# resin over acrylic



## StacyC (Mar 6, 2016)

I'm new to painting and have been covering my pieces with epoxy resin. However lately I've been seeing a lot of bleeding under resin...I'm not doing anything different (i use a combo of acrylic, oil and mixed media like gold leaf)...any advice??


----------



## TerryCurley (Jan 4, 2015)

Oil over acrylic should be fine. But you want the acrylic to be completely dry. Not sure what you are meaning by bleed through. I've used resin mixed with my oil paints to decrease the drying time. Are you coating with resin as a glaze? I've used walnut oil and resin as a glaze but not by itself. But then I'm still a little new at this. Been at it almost two years now.

Welcome to the forum.


----------



## leighann (May 10, 2015)

Well, I'm like super crazy new to any kind of painting, but I thought all u had to do with acrylics was spray some kind of sealer on them. (?)

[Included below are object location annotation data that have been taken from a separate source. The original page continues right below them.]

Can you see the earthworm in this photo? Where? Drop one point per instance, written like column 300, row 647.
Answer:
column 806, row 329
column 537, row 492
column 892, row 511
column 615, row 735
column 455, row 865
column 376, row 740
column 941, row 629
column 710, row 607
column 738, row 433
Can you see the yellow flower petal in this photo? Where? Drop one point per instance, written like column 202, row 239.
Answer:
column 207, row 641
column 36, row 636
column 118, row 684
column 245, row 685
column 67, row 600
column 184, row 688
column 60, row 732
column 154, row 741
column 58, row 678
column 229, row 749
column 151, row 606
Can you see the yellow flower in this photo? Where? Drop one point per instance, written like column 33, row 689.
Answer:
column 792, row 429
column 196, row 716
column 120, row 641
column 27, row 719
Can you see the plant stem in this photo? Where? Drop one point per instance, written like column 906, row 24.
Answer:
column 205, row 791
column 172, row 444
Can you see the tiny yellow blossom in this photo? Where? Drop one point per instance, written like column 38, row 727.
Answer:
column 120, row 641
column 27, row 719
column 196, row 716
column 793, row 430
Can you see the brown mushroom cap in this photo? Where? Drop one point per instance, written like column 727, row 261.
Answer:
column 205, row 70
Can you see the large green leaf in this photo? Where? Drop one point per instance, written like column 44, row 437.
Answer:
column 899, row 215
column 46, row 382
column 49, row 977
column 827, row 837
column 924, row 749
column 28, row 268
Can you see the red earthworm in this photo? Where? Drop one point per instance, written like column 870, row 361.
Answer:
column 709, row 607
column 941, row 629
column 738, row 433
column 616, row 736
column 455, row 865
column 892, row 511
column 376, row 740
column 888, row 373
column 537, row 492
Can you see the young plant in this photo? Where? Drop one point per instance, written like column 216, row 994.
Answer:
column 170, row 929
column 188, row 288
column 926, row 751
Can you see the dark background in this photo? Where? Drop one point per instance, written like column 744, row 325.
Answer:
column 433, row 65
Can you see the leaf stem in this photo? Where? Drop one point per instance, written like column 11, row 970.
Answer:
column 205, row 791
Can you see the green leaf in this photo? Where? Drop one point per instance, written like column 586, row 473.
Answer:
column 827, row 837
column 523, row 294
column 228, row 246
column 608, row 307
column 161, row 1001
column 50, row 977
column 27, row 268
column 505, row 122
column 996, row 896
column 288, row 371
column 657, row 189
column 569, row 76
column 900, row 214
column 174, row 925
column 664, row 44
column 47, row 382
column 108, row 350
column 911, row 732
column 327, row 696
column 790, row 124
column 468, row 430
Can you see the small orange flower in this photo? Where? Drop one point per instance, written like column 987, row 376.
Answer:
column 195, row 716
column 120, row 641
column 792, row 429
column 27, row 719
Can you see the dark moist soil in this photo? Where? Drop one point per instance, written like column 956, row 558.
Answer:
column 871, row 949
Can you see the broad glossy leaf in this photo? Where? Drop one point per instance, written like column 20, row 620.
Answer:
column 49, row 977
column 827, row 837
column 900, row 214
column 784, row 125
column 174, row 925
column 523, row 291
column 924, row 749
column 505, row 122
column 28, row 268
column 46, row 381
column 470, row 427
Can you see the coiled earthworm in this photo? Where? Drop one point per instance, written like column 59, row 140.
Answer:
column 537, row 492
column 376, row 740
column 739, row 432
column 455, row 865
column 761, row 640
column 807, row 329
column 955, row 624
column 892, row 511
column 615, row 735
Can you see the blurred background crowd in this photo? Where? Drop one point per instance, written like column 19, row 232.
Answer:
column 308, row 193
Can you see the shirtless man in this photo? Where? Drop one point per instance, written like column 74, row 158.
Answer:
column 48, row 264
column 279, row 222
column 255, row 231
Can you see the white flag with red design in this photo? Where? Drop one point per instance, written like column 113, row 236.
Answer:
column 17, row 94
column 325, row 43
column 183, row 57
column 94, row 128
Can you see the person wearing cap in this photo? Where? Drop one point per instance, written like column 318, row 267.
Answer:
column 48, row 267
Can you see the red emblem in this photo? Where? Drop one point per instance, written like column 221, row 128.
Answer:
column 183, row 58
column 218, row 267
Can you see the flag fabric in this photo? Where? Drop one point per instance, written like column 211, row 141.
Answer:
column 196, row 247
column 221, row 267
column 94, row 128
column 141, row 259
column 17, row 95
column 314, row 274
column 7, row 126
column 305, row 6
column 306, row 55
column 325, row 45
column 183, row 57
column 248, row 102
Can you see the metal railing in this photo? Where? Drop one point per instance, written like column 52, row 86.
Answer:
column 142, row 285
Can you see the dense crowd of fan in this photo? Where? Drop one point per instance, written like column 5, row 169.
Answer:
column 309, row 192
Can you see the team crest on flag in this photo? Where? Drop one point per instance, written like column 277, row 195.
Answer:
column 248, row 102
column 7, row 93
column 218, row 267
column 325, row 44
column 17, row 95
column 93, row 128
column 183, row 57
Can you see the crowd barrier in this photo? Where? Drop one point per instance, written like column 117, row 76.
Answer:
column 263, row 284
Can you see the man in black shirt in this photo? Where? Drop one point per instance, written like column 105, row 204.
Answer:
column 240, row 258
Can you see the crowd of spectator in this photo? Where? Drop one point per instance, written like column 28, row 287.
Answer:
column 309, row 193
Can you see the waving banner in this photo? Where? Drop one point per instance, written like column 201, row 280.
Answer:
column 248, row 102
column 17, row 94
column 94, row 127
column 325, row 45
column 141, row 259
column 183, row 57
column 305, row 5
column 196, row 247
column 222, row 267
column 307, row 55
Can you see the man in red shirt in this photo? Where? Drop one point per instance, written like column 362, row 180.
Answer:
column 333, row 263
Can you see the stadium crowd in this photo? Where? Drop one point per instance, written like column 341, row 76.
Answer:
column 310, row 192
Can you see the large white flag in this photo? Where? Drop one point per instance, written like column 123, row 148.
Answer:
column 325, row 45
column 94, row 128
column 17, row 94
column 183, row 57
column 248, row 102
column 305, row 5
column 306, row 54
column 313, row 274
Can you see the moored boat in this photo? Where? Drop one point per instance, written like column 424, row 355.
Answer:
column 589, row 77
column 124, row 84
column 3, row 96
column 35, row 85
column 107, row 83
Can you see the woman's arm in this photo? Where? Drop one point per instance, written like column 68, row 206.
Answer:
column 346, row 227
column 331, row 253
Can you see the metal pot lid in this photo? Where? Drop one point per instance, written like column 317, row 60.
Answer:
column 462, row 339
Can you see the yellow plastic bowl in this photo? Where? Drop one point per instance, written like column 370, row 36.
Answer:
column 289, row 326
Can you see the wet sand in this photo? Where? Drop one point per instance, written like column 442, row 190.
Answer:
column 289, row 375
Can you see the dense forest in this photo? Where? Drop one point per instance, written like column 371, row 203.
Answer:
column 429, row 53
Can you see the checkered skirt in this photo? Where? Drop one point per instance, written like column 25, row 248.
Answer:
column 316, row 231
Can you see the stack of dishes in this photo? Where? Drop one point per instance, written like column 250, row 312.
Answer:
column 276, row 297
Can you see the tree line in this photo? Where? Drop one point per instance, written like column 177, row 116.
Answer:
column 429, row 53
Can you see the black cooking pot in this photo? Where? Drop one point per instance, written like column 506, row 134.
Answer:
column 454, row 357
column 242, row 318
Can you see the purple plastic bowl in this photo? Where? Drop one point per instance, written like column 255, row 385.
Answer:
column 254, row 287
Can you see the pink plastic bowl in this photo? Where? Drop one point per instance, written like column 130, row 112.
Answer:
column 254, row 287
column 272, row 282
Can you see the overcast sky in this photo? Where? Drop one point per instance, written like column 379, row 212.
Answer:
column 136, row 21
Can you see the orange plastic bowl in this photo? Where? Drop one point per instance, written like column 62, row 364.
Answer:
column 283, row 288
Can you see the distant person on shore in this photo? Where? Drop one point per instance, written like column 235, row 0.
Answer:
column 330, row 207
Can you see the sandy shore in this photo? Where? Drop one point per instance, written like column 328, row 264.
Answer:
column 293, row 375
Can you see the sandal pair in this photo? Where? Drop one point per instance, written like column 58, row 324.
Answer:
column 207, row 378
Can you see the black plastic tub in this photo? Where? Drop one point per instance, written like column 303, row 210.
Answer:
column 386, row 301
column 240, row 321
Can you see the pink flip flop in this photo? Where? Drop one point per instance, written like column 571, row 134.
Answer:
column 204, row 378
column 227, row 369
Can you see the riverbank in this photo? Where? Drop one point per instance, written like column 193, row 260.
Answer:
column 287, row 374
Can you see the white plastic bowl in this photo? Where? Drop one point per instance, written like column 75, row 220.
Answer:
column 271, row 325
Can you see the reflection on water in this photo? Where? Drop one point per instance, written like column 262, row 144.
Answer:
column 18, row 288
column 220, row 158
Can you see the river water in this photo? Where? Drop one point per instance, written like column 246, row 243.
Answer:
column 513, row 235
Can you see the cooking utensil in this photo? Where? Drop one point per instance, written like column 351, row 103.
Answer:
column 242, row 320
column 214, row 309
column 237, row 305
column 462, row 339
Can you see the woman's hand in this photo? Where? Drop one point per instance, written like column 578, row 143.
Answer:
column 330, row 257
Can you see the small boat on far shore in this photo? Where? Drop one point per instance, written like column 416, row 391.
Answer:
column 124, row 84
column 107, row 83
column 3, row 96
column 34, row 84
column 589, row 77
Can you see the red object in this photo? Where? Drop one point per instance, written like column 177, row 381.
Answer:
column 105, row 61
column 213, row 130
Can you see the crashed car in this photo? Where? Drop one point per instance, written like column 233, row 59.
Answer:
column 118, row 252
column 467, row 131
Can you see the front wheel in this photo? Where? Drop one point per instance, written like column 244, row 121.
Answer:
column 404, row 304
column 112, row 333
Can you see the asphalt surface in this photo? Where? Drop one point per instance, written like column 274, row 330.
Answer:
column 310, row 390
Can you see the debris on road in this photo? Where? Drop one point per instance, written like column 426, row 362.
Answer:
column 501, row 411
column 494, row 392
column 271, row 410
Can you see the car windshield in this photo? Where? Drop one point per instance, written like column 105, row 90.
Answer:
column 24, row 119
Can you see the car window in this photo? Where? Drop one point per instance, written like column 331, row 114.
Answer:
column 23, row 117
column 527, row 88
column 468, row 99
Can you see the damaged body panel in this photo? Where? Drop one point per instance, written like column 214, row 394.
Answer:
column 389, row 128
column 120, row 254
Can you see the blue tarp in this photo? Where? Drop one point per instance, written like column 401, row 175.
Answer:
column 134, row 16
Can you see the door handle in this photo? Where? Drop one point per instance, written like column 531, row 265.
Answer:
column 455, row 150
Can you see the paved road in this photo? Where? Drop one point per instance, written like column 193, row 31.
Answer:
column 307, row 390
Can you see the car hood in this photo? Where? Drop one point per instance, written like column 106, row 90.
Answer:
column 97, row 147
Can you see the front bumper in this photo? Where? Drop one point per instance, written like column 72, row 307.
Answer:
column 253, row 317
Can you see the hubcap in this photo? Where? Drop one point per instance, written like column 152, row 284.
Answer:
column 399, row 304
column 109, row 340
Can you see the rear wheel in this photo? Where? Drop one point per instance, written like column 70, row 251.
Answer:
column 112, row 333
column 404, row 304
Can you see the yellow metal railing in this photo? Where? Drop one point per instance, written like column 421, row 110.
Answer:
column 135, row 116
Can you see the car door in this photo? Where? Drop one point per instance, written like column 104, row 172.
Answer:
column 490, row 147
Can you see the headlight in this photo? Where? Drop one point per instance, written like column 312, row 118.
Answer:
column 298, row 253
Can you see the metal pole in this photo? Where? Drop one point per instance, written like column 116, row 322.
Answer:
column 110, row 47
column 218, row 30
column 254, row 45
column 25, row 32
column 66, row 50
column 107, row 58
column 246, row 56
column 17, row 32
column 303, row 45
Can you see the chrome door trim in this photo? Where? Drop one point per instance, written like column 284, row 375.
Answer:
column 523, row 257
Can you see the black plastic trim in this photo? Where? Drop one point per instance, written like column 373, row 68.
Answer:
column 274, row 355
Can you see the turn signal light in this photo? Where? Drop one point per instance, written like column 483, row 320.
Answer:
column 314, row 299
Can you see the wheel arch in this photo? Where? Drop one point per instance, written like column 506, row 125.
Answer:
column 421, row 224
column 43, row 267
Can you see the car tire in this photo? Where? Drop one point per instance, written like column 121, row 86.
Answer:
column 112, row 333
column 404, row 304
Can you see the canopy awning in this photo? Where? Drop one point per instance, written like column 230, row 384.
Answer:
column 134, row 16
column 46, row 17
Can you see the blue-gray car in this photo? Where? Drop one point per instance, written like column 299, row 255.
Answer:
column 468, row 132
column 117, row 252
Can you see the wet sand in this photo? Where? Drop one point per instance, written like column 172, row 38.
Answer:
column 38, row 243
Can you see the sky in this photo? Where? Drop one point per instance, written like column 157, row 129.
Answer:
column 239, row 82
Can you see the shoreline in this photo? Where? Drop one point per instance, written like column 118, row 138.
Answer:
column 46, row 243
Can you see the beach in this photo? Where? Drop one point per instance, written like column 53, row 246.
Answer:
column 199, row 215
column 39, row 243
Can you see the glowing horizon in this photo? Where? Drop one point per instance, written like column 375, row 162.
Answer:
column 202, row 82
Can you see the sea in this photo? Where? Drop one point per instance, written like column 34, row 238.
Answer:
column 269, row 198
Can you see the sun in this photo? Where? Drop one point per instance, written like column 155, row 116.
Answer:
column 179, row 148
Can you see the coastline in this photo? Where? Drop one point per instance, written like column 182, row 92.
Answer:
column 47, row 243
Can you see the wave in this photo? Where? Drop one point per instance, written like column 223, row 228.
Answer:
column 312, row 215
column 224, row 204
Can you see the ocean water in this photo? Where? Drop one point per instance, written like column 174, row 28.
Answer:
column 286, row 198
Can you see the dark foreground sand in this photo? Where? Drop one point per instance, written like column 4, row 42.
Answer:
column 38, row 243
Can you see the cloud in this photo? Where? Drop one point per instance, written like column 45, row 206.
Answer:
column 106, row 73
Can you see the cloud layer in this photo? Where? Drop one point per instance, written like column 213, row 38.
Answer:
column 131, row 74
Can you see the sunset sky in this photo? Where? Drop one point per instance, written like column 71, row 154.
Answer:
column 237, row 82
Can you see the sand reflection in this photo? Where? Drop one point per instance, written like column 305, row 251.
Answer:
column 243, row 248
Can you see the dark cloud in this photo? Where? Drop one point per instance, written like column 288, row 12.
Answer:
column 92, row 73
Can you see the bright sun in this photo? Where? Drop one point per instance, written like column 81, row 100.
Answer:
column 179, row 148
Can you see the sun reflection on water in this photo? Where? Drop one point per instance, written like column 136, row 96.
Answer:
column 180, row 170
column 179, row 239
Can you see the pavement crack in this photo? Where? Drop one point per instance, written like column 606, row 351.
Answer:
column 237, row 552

I just bought a book on acrylics, so I guess I should check into that. :biggrin:


----------



## StacyC (Mar 6, 2016)

You can just spray a varnish but the resin coating is really thick and gives an added depth...here is the difference in the pic...the second pic is what I mean about "bleed"


----------



## TerryCurley (Jan 4, 2015)

That looks to me like the painting wasn't completely dry when you applied the resin. Actually I think it's a cool effect, but if it's not what you wanted it's a bummer.


----------



## StacyC (Mar 6, 2016)

That's what I was thinking...my layers are not textured or thick but I may just let them dry for a week before applying resin.


----------



## Susan Mulno (Apr 13, 2015)

Is it possible the resin is re-wetting the surface of the paint when it is applied?


----------